The U.K. Financial Conduct Authority said last year that the London interbank offered rate, plagued by rigging scandals, was no longer viable. While regulators have been working on alternatives, Libor is still used in a range of financial products from mortgages to interest-rate derivatives contracts. That means it may live on past 2021, when regulators will no longer force banks to submit estimates on borrowing costs.
“At its core, the problem we face today is that the financial system has built a tremendously large edifice on a structurally impaired foundation,” Dudley said.
The U.K. has opted for the reformed Sterling Overnight Interest Average, or Sonia, as the alternative to Libor, while the U.S. has opted for SOFR, the Secured Overnight Financing Rate. Both are rates based on real transactions, rather than on estimates of the rates at which banks would lend unsecured to each other that Libor is based on.
“Libor is meant to measure the short-term unsecured funding costs of banks,” Carney said at the conference. “But the reality is that, since the financial crisis, Libor really has become the rate at which banks don’t lend to each other.”
An industry-administered benchmark for trillions of dollars of financial contracts, the benchmark was developed in the 1980s and its use grew alongside the era’s burgeoning debt markets.

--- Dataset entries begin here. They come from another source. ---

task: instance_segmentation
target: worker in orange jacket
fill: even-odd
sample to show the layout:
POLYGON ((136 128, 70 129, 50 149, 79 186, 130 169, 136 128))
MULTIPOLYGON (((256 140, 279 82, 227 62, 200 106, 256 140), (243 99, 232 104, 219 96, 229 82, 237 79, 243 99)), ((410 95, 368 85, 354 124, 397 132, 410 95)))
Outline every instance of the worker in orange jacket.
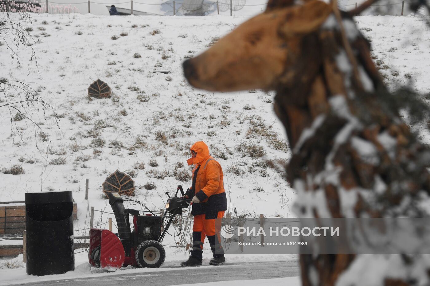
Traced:
POLYGON ((224 190, 221 165, 209 155, 209 148, 203 141, 196 142, 190 148, 192 157, 187 160, 194 164, 193 184, 187 191, 186 197, 192 198, 191 215, 193 225, 193 246, 191 255, 182 266, 201 265, 203 243, 207 237, 213 259, 209 264, 216 265, 225 261, 221 245, 219 232, 221 219, 227 209, 227 197, 224 190))

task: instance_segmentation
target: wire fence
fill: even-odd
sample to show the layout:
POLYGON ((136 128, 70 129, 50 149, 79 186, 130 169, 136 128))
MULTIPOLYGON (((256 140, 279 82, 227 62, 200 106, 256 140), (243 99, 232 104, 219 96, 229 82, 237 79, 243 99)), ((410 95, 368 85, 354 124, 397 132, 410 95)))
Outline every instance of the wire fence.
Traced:
MULTIPOLYGON (((220 15, 220 12, 230 11, 230 15, 232 16, 233 11, 237 11, 245 7, 258 7, 265 8, 267 5, 267 2, 260 4, 246 4, 245 1, 238 2, 237 0, 218 0, 216 1, 203 1, 200 3, 184 3, 184 0, 174 0, 168 1, 163 3, 149 3, 146 2, 137 2, 133 0, 130 1, 117 3, 107 3, 104 2, 95 2, 89 0, 84 2, 72 3, 65 3, 51 1, 49 0, 42 0, 40 4, 31 4, 22 2, 15 2, 13 0, 0 0, 0 12, 17 12, 18 10, 25 10, 26 12, 36 13, 48 13, 50 14, 69 14, 71 13, 79 13, 83 11, 86 12, 86 8, 77 7, 76 5, 87 4, 88 12, 91 13, 92 5, 103 5, 109 7, 111 5, 121 5, 121 7, 117 7, 121 15, 176 15, 178 12, 193 13, 206 15, 205 12, 216 11, 218 15, 220 15), (128 4, 128 5, 126 5, 128 4), (133 4, 144 5, 140 6, 139 10, 136 10, 133 9, 133 4), (160 6, 160 10, 166 11, 170 13, 169 15, 165 14, 154 13, 152 12, 146 12, 145 7, 154 6, 160 6), (166 6, 168 6, 166 9, 166 6), (126 8, 126 7, 127 8, 126 8), (169 9, 171 8, 171 9, 169 9)), ((377 4, 371 5, 372 6, 381 7, 384 6, 399 6, 399 12, 398 15, 403 15, 404 5, 405 4, 410 4, 410 2, 405 1, 399 2, 396 3, 389 3, 384 4, 377 4)), ((427 4, 428 3, 427 3, 427 4)), ((360 4, 356 3, 353 4, 340 5, 341 9, 347 9, 349 7, 356 8, 360 4)), ((93 8, 94 8, 93 7, 93 8)), ((396 9, 397 9, 396 8, 396 9)))

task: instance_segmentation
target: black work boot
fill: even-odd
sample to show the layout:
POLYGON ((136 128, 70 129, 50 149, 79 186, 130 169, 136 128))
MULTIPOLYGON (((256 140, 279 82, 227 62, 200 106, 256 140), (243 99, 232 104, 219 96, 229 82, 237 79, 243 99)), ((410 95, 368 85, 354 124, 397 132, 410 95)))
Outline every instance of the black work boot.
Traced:
POLYGON ((187 261, 181 262, 181 266, 195 266, 201 265, 202 265, 202 261, 193 256, 190 256, 187 261))
POLYGON ((209 264, 211 265, 217 265, 222 264, 225 262, 225 258, 224 255, 214 255, 214 258, 209 261, 209 264))

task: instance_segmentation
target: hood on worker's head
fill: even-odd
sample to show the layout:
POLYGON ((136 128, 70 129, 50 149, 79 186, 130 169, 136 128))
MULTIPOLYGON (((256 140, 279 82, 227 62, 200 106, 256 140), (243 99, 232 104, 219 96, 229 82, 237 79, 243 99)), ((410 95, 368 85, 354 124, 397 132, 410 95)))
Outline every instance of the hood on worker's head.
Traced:
POLYGON ((191 147, 190 150, 197 153, 197 155, 187 160, 188 165, 198 164, 207 159, 209 157, 209 148, 203 141, 197 141, 191 147))

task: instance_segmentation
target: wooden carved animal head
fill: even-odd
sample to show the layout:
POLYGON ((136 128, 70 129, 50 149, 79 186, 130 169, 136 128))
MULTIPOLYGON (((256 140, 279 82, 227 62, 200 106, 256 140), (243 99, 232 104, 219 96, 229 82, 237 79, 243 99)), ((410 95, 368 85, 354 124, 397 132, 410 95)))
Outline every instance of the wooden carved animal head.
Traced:
POLYGON ((264 12, 186 61, 185 77, 194 87, 211 91, 308 87, 323 60, 324 27, 337 27, 333 12, 319 0, 270 1, 264 12))

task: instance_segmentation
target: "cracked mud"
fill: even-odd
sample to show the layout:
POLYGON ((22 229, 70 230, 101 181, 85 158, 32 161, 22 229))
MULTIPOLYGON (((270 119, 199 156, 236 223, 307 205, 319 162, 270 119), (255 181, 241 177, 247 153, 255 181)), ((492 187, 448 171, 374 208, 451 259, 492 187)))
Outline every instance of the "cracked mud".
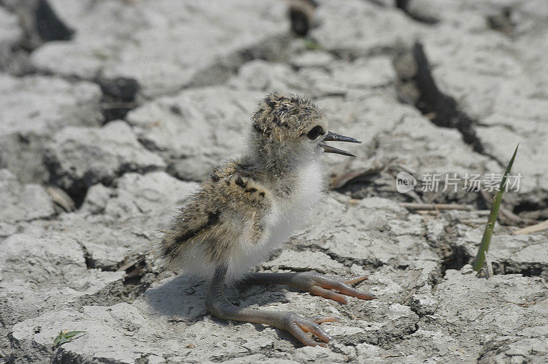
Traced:
POLYGON ((0 0, 0 363, 548 361, 548 233, 513 234, 548 219, 548 5, 314 2, 303 27, 279 0, 0 0), (325 208, 256 270, 369 274, 378 298, 227 296, 340 317, 327 349, 212 317, 205 282, 149 256, 274 90, 363 144, 325 156, 325 208), (496 275, 477 278, 488 198, 402 194, 395 175, 501 173, 518 142, 496 275), (419 201, 471 207, 400 205, 419 201), (86 333, 52 348, 61 330, 86 333))

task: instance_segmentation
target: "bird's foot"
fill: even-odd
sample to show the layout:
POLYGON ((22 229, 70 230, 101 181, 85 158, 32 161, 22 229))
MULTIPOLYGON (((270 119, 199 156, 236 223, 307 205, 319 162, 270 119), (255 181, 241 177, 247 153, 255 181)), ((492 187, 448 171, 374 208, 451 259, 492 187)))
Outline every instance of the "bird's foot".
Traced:
POLYGON ((325 348, 326 345, 324 343, 329 343, 333 338, 319 324, 338 321, 337 317, 317 317, 310 320, 293 312, 279 313, 282 316, 280 321, 282 322, 282 326, 279 328, 289 331, 297 340, 309 346, 319 345, 325 348), (324 343, 315 341, 306 335, 306 333, 310 333, 318 337, 324 343))
POLYGON ((316 296, 321 296, 341 303, 348 303, 347 298, 343 296, 357 297, 361 300, 373 300, 376 297, 372 294, 362 292, 349 285, 367 279, 367 276, 358 276, 345 279, 336 276, 326 276, 316 272, 303 272, 295 273, 287 285, 310 292, 316 296), (338 294, 332 291, 340 292, 338 294))

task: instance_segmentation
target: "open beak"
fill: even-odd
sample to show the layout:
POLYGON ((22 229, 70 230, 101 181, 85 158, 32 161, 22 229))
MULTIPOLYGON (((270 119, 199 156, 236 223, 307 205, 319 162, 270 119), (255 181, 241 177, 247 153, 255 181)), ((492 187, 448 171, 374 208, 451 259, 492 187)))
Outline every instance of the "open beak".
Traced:
MULTIPOLYGON (((337 134, 336 133, 334 133, 333 131, 327 131, 327 134, 325 135, 325 138, 323 138, 322 142, 347 142, 349 143, 361 143, 362 141, 359 139, 354 139, 353 138, 347 137, 345 135, 341 135, 340 134, 337 134)), ((352 153, 349 153, 346 151, 343 151, 342 149, 338 149, 337 148, 334 148, 333 146, 324 144, 323 142, 319 144, 319 146, 323 148, 324 153, 335 153, 335 154, 341 154, 342 155, 347 155, 349 157, 356 157, 352 153)))

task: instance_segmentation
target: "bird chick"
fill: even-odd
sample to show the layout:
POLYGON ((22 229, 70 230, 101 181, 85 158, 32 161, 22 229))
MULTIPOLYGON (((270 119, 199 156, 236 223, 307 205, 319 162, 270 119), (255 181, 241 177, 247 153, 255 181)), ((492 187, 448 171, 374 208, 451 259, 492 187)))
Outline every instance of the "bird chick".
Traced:
POLYGON ((268 95, 252 116, 244 155, 214 169, 175 216, 160 244, 173 268, 210 280, 206 304, 216 316, 272 325, 306 345, 329 342, 318 324, 335 317, 309 320, 292 312, 240 308, 224 296, 226 283, 283 284, 346 303, 343 296, 373 296, 349 285, 365 279, 316 272, 249 273, 306 222, 325 195, 323 152, 353 156, 325 142, 361 142, 327 131, 327 121, 310 101, 293 94, 268 95), (337 293, 336 290, 340 293, 337 293))

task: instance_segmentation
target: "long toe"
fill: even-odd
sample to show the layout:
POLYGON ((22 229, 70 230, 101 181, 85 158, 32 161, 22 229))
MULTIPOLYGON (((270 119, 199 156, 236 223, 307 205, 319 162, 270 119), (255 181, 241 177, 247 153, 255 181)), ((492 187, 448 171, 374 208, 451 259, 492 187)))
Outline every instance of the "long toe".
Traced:
POLYGON ((285 312, 281 313, 281 314, 283 315, 282 321, 284 322, 284 327, 282 328, 289 331, 291 335, 304 345, 325 347, 326 345, 324 343, 329 343, 333 339, 319 324, 337 321, 338 319, 336 317, 315 317, 314 320, 310 320, 293 312, 285 312), (310 333, 324 341, 324 343, 313 340, 306 335, 306 333, 310 333))
POLYGON ((356 297, 361 300, 376 298, 372 294, 363 292, 349 285, 366 278, 367 276, 359 276, 345 279, 338 276, 325 276, 316 272, 307 272, 295 276, 291 285, 308 291, 316 296, 325 297, 341 303, 347 303, 348 301, 343 295, 356 297))

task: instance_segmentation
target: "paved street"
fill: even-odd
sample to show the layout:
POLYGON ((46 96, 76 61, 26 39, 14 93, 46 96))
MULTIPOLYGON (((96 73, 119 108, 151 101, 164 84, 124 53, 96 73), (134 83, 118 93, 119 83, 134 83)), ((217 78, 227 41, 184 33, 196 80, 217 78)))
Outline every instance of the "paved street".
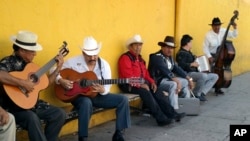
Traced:
MULTIPOLYGON (((231 124, 250 124, 250 72, 233 78, 223 89, 225 95, 211 91, 201 103, 198 116, 186 116, 181 122, 159 127, 152 117, 131 115, 132 126, 125 132, 126 141, 229 141, 231 124)), ((88 141, 111 141, 114 121, 89 129, 88 141)), ((61 141, 78 141, 77 135, 67 135, 61 141)))

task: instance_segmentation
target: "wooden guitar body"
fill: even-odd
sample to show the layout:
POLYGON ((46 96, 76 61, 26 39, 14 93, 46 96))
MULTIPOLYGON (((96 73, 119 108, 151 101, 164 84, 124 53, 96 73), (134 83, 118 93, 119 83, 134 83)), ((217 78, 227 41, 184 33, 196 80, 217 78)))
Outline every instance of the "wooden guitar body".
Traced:
POLYGON ((26 93, 26 90, 12 86, 3 85, 4 90, 10 97, 10 99, 19 107, 24 109, 32 108, 38 99, 38 94, 41 90, 47 88, 49 85, 49 80, 46 74, 43 74, 39 79, 35 78, 35 72, 39 69, 39 66, 34 63, 29 63, 26 65, 23 71, 10 72, 10 75, 15 76, 24 80, 31 80, 34 82, 34 90, 30 93, 26 93))
POLYGON ((142 78, 120 78, 120 79, 102 79, 98 80, 96 74, 93 71, 86 71, 83 73, 78 73, 72 69, 63 69, 60 71, 60 75, 63 79, 73 81, 73 88, 67 90, 61 85, 55 84, 56 97, 63 102, 71 102, 78 96, 86 96, 93 98, 98 93, 93 92, 91 87, 93 83, 106 85, 106 84, 131 84, 138 85, 144 83, 142 78))
POLYGON ((64 89, 61 85, 55 84, 56 96, 63 102, 71 102, 79 95, 84 95, 88 97, 95 97, 97 95, 96 92, 92 92, 91 87, 80 86, 80 80, 96 80, 97 77, 95 73, 91 71, 78 73, 72 69, 64 69, 60 72, 60 75, 64 79, 73 81, 73 89, 70 90, 64 89))

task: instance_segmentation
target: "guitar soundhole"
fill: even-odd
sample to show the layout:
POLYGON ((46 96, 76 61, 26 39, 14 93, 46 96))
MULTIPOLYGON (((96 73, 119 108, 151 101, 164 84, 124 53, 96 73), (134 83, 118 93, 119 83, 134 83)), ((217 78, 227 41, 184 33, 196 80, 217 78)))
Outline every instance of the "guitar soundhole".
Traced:
POLYGON ((91 85, 92 85, 92 82, 91 82, 90 80, 82 79, 82 80, 80 81, 80 86, 81 86, 82 88, 88 87, 88 86, 91 86, 91 85))
POLYGON ((32 74, 30 76, 30 81, 33 82, 33 83, 36 83, 38 81, 38 77, 35 74, 32 74))

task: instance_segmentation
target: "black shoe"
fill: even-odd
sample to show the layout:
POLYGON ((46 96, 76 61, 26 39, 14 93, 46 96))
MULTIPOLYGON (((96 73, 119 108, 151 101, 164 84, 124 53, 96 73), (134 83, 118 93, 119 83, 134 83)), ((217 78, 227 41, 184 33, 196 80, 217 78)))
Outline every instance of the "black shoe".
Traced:
POLYGON ((164 121, 157 121, 157 124, 158 124, 158 126, 165 126, 165 125, 169 125, 172 122, 173 122, 172 119, 168 118, 168 119, 166 119, 164 121))
POLYGON ((205 94, 201 94, 201 96, 199 96, 200 101, 207 101, 206 95, 205 94))
POLYGON ((88 141, 88 137, 79 137, 78 140, 79 141, 88 141))
POLYGON ((182 118, 184 118, 186 116, 186 113, 176 113, 175 115, 174 115, 174 119, 175 119, 175 121, 176 122, 179 122, 179 121, 181 121, 181 119, 182 118))
POLYGON ((215 89, 215 94, 216 95, 224 94, 224 92, 221 89, 215 89))
POLYGON ((125 141, 122 136, 122 132, 119 130, 116 130, 113 135, 112 141, 125 141))

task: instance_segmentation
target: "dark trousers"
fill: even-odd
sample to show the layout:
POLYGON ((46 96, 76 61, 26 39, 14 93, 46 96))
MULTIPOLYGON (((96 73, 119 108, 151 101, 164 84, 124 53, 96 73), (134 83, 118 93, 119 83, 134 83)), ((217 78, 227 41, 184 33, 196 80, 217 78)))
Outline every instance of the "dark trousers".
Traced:
POLYGON ((88 136, 88 125, 93 106, 98 108, 116 108, 116 130, 123 130, 131 126, 128 98, 120 94, 98 94, 95 98, 79 96, 72 101, 78 111, 78 135, 88 136))
POLYGON ((48 105, 46 109, 14 112, 16 123, 28 131, 30 141, 57 141, 64 125, 66 113, 63 109, 48 105), (40 119, 46 122, 43 132, 40 119))
POLYGON ((161 122, 167 118, 173 118, 175 111, 169 104, 168 97, 159 89, 156 93, 152 93, 144 88, 130 87, 129 85, 120 85, 120 89, 126 93, 139 94, 143 104, 149 108, 153 117, 161 122))

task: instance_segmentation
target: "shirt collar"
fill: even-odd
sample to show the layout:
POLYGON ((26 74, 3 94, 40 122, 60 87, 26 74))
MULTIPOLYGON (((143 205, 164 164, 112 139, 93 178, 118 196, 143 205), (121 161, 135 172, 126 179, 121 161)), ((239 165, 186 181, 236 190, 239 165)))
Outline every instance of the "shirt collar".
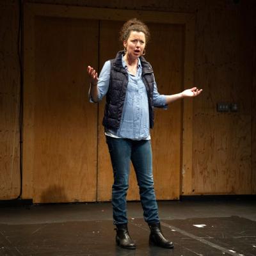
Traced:
MULTIPOLYGON (((124 60, 124 55, 122 56, 122 64, 123 65, 123 67, 126 69, 127 66, 126 65, 126 62, 124 60)), ((138 67, 141 68, 141 63, 140 62, 140 58, 138 58, 138 67)))

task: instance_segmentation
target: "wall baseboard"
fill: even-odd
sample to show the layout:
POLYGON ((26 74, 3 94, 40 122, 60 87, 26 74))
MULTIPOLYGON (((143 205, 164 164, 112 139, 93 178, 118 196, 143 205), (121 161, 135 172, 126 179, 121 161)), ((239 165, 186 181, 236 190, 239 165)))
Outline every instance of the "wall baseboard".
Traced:
POLYGON ((196 195, 180 196, 180 201, 223 201, 255 200, 256 195, 196 195))
POLYGON ((33 204, 33 199, 0 200, 0 207, 3 206, 29 206, 33 204))

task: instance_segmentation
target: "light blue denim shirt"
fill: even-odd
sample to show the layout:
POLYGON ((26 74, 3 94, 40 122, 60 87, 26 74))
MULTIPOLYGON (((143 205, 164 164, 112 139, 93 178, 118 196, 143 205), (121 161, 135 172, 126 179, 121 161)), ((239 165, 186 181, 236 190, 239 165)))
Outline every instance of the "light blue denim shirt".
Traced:
MULTIPOLYGON (((116 138, 131 140, 150 140, 148 102, 146 86, 142 80, 142 67, 138 59, 136 76, 128 71, 122 58, 123 67, 128 73, 128 84, 124 103, 120 125, 116 131, 105 130, 105 134, 116 138)), ((110 61, 105 62, 98 81, 98 101, 102 99, 108 92, 110 78, 110 61)), ((92 102, 92 99, 90 101, 92 102)), ((154 106, 166 106, 166 95, 157 92, 156 81, 154 83, 154 106)))

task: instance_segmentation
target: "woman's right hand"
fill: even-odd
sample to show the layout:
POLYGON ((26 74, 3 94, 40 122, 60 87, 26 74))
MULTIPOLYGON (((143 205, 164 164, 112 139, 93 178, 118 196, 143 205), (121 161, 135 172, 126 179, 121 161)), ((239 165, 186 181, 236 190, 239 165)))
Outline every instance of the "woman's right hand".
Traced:
POLYGON ((87 72, 90 77, 90 83, 92 85, 97 85, 98 83, 98 74, 96 70, 92 67, 88 66, 87 72))

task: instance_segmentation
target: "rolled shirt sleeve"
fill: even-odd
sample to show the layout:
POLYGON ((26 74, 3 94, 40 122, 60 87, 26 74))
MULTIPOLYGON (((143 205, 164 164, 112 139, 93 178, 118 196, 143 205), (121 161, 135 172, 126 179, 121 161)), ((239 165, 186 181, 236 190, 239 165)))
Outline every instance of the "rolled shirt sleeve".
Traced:
POLYGON ((161 108, 167 109, 166 95, 159 94, 157 91, 157 87, 154 77, 154 91, 153 91, 153 106, 156 108, 161 108))
MULTIPOLYGON (((108 92, 110 79, 110 60, 106 61, 100 71, 98 80, 98 102, 100 101, 108 92)), ((89 100, 93 102, 89 90, 89 100)))

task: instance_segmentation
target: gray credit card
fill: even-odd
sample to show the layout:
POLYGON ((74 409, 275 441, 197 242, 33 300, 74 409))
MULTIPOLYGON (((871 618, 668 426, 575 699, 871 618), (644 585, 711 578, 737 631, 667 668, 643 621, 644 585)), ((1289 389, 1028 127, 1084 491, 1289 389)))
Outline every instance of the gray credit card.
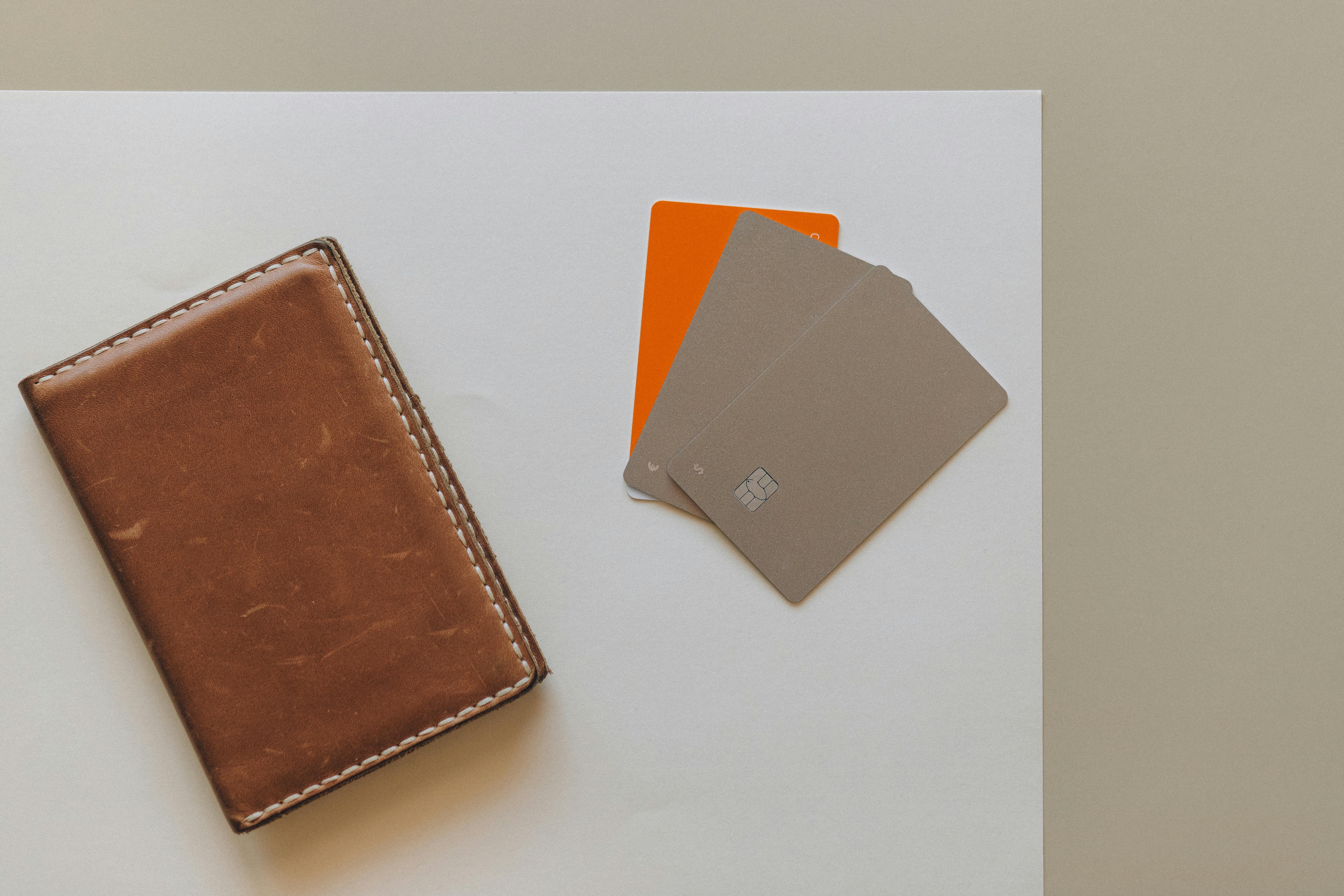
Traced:
POLYGON ((665 465, 794 602, 1008 402, 907 281, 886 267, 860 278, 727 407, 707 399, 718 411, 665 465))

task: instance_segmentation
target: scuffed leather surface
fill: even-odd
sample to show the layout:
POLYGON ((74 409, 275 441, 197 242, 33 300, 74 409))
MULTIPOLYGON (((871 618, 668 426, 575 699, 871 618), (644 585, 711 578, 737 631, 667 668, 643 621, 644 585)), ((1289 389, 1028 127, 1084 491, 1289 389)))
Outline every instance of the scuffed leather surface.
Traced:
POLYGON ((306 249, 20 383, 235 830, 547 673, 340 247, 246 273, 306 249))

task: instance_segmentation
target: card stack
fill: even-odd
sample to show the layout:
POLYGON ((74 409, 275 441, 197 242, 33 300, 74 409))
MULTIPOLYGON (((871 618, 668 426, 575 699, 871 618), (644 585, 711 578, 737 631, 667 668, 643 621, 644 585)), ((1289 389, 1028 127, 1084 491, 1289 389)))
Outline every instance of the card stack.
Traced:
POLYGON ((625 482, 711 520, 793 602, 1008 400, 907 281, 837 242, 831 215, 650 216, 625 482))

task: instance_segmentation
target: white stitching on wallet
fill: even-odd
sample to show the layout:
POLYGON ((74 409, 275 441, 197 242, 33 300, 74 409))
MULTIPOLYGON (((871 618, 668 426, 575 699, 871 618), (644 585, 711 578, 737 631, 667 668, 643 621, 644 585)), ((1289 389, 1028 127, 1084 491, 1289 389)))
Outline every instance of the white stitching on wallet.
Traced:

The measure was discredited after banks were discovered to have manipulated it to their own advantage, or to disguise their fragility during the financial crisis.
Cautionary lessons that can be drawn from the Libor scandal include how poor design can be exploited, the limitations of self-regulation “and the need for robust controls,” Dudley said. “It also underscores the power of incentives to drive individuals and firms to do things that are imprudent and/or unethical.”
The reformed Sonia now is the basis for transactions of 50 billion pounds ($67 billion) a day, Carney said. In the U.S., SOFR is based on the $700 billion a day Treasury repo market, meaning it should be “resilient during periods of financial stress,” Dudley said.
“Market participants in every sector and market that use Libor now need to come together to identify and resolve issues, change business practices, and adopt alternative benchmarks,” Carney said. Futures contracts referencing both the rates have been created, and Carney said he expects floating-rate bonds and loans using the benchmark to appear.